Compared with organic nanomaterials, inorganic nanomaterials can be described as a rising star in the field of biomedicine. They have the advantages of simple preparation, good shape and size controllability, and easy surface modification. The unique optical, electrical, and magnetic properties of the material endow it with potential imaging development, targeted delivery, and synergistic drug therapy. Commonly used inorganic nanomaterials include carbon nanomaterials, silica nanoparticles, calcium nanomaterials, gold nanoparticles, magnetic nanoparticles, upconversion nanoparticles and quantum dots. At present, related products based on inorganic nanomaterials have entered clinical trials.
Many physiological phenomena and diseases of the human body occur at the nanometer level.
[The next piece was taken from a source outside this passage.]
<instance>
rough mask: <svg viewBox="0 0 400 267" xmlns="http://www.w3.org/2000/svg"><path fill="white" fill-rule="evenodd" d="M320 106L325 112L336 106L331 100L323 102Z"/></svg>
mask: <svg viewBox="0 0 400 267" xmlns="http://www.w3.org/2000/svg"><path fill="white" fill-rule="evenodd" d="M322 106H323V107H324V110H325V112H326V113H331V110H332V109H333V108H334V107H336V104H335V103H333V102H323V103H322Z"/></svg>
As the bearer of life activities and nucleic acid as the carrier of genetic information, they undertake most of the physiological activities in the body and are ideal natural drug carrier materials. With the vigorous development of the field of bioomics, more researchers have turned their attention to bio-nanomaterials with good biocompatibility, easy degradation, high safety, and certain targeting functions. Biological nanomaterials include endogenous natural nanomaterials and biomimetic nanomaterials, such as lipoproteins, exosomes, virus particle and DNA nanomaterials. The lipoprotein nano-drug delivery system is a drug-carrier integrated delivery system formed based on lipid metabolism and transport functions and amphiphilic structure, and some products have entered the clinical stage.
Composite nanomaterials (or organic-inorganic hybrid nanomaterials) prepared based on the advantages of the above organic nanomaterials and inorganic nanomaterials have also become the focus of many researches, such as the use of organic materials to modify inorganic nanomaterials, in order to improve its physicochemical properties and in vivo kinetic behavior, or introduce inorganic metal nanomaterials into lipid or polymer nanomaterials to prepare multifunctional nanosystems containing both contrast agents and drugs to achieve integration.
Figure 2. Cell-Mediated Drug Delivery for Cancer Treatment.
In short, understanding and applying nanotechnology in drug R&D provides new ideas for drug R&D. In order to facilitate everyone's understanding of the application of nanotechnology in drug delivery, we have compiled nanotechnology related materials for drug delivery. We will display the relevant information of nano-drug delivery in this section, including: the carrier of the nano-drug delivery system, the delivery molecule, the delivery method, applications and other.